Он скрестил руки на груди, словно говоря: «Я к вашим услугам».

– Бенамун, помнишь, однажды ты говорил мне о чудесном яде, составленном твоим отцом? – спросила она.

– Конечно, помню, – ответил молодой человек, и на его лице появилось удивление.

– Бенамун, мне нужен флакон этого средства, которое твой отец назвал «счастливым ядом».

Удивление Бенамуна стало очевидным, и он тихо спросил:

– Для чего он вам понадобился?

Как можно спокойнее она ответила:

– Я разговаривала с одним врачом, и он проявил интерес к этому средству. Врач спросил меня, не могу ли я раздобыть флакон упомянутого яда, тогда ему удалось бы спасти жизнь больному. Бенамун, я обещала достать этот яд. Обещай мне, в свою очередь, принести мне его без промедления.

Юноша был рад выполнить любую ее просьбу и весело ответил:

– Через считаные часы флакон будет в ваших руках.

– Как это возможно? Разве тебе не придется отправиться за ним в Амбус?

– Нет. Я храню один флакон в моем жилище в Абу.

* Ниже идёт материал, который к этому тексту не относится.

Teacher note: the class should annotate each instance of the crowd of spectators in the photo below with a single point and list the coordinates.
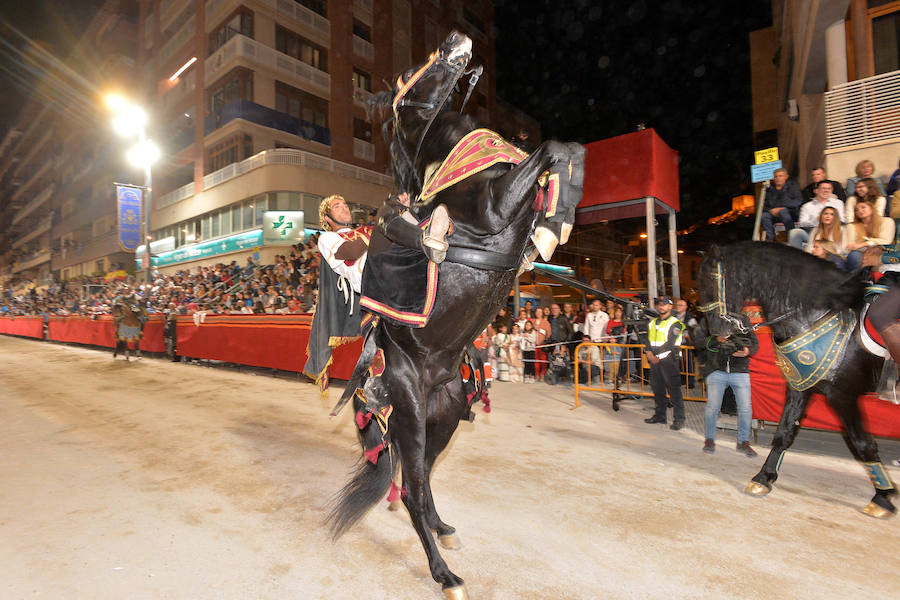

Невзирая на все беды, обрушившиеся на Радопис, слова юноши пробудили в ней любопытство, и она недоуменно уставилась на него. Юноша опустил глаза, на его лице заиграла краска.

– Я ездил за ним в тягостные дни, когда чуть не исцелился от своей любви и был в глубоком отчаянии. Если бы не расположение, которое вы мне оказали после этого, я теперь уже коротал бы свои дни в обществе бога Осириса.

Бенамун отправился за флаконом. Радопис встала, гордо выпрямив спину, и промолвила:

– Быть может, я приму яд, это лучше, чем иной, более зловещий исход.